E ah, nem preciso falar sobre beleza, não é? Isso é item de série no Peugeot 208 desde sempre. Que carro bonito! Em especial no GT com essa chamativa e estonteante cor amarela perolizada adornada por itens exclusivos da versão como para-lamas com cobertura preto brilhante, teto preto, grade na cor da carroceria e rodas de 17 polegadas.
Euro-spec
Outro ponto no qual o Peugeot 208 sempre foi elogiado é em acabamento. Se a versão flex já faz um Volkswagen Polo passar vergonha pela qualidade dos materiais, o GT importado faz o modelo a combustão ficar chateado. Tudo que é bom no hatch argentino é ainda melhor no eslovaco.
Começa pelo painel totalmente emborrachado com direito a costuras verdes e brancas. As portas dianteiras tem puxadores de couro e maior área com material macio, além de maçaneta diferente. Os bancos são melhores, com espuma mais confortável e uma elegante mistura de couro preto com tecido e suede cinza.

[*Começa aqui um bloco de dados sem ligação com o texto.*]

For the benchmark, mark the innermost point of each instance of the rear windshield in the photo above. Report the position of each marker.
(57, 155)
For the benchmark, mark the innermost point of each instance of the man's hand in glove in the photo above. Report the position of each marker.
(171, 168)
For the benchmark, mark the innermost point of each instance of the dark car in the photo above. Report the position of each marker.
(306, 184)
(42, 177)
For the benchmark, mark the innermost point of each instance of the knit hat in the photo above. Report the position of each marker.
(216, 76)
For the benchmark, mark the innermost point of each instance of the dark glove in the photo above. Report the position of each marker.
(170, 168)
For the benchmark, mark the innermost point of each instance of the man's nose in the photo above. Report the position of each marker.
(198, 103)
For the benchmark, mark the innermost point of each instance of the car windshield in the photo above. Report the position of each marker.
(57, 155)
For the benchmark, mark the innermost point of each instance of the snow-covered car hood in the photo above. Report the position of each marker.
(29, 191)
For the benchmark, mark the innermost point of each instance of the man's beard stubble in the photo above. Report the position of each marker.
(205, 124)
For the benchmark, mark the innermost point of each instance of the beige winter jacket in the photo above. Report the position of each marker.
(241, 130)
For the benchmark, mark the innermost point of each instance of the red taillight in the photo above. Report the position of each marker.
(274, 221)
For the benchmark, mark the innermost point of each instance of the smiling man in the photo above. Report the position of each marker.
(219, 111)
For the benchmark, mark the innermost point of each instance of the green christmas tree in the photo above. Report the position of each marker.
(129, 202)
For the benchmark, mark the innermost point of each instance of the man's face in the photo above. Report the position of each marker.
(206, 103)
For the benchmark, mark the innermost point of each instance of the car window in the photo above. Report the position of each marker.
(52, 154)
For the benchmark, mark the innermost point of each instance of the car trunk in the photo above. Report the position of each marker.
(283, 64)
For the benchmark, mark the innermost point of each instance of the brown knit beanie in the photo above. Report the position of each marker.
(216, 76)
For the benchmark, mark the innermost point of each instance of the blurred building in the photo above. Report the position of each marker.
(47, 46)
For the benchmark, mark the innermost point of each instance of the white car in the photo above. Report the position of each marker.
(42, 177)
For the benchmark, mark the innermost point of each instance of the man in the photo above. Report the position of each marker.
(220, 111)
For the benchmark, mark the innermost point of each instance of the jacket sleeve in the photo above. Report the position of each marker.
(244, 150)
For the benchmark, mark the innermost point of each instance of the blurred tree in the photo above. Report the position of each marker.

O que é comum a eles é o belíssimo painel de instrumentos 3D, ainda que o elétrico tenha mais modos. O volante pequeno de base reta é o grande charme dos Peugeot, sendo que o elétrico tem emblema GT e couro perfurado de mais qualidade. Muda ainda o console central, que é mais alto e vistoso, com direito a manopla de câmbio do 3008 e freio elétrico.
Luzes de LED ajudam a dar mais elegância ao interior e podem ser configuradas em cores diferentes. Já a central merece destaque. Ela é mais larga, com tela de melhor qualidade e bem mais rápida que a mequetrefe usada no 208 flex. Tem Android Auto e Apple CarPlay via cabo que ocupam só metade da tela, já que as bordas ficam com os atalhos para comandos do ar.

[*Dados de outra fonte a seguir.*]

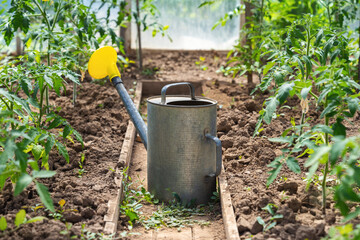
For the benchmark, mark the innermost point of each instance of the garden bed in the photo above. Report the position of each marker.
(246, 158)
(102, 120)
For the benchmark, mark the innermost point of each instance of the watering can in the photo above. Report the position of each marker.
(183, 152)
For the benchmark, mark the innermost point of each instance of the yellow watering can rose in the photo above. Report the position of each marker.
(103, 63)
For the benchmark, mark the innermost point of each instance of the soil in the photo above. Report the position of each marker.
(101, 119)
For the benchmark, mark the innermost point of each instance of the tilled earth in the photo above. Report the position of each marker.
(102, 121)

Agora, o problema de todo 208 segue no elétrico: espaço interno. O piso no lado do passageiro é alto e recuado. Além disso, ele é apertado para quem se senta atrás, especialmente quando um motorista alto como eu (1,87 m de altura) precisa se sentar mais baixo e deitado por conta da posição de dirigir típica da Peugeot.

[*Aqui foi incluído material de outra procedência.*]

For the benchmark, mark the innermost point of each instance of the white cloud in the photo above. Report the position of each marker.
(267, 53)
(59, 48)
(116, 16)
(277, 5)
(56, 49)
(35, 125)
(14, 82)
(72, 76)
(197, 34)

O banco traseiro vira praticamente objeto de decoração ou segundo porta-malas para ampliar os 265 litros de capacidade lá de trás. Ao menos quem está na segunda fileira tem vidros escurecidos de série, duas entradas USB e uma vista privilegiada do teto panorâmico, que sempre foi o charme dos modelos da marca francesa.
Veredicto
Típico caso de pagar a mais e levar mais, o Peugeot e-208 GT entrega, de fato, o dobro do modelo 1.6 Griffe topo de linha. Tanto em equipamentos, quanto em performance, vale ressaltar. Além disso, tem custo de manutenção que (ironicamente) custa a metade, com o benefício de poder ser abastecido de graça – durante uma semana não paguei um real para carregar ele.
O acabamento é digno de um carro premium, com direito a um interior diferente do usual e que te faz sentir especial. Já a performance é divertida, mas nada de outro mundo ou que tirará seu baço do lugar como alguns elétricos. Só que o Peugeot e-208 GT tem dois grandes problemas.
O menos grave é que o brasileiro é extremamente chato com a Peugeot e ainda tem um preconceito besta, mas forte, com a marca. O segundo se chama Volvo XC40 Recharge Plus P6. Por R$ 40 mil a mais, você leva um SUV da Volvo, com mais autonomia, tecnologia, performance, refinamento e status.
Por mais que o e-208 seja um excelente carro (e ele é), no território dos elétricos é difícil argumentar contra um Volvo pouca coisa mais caro. Até porque quem tem R$ 265.990 para um Peugeot e-208 GT, consegue juntar R$ 309.950 e levar um Volvo XC40 Recharge Plus P6.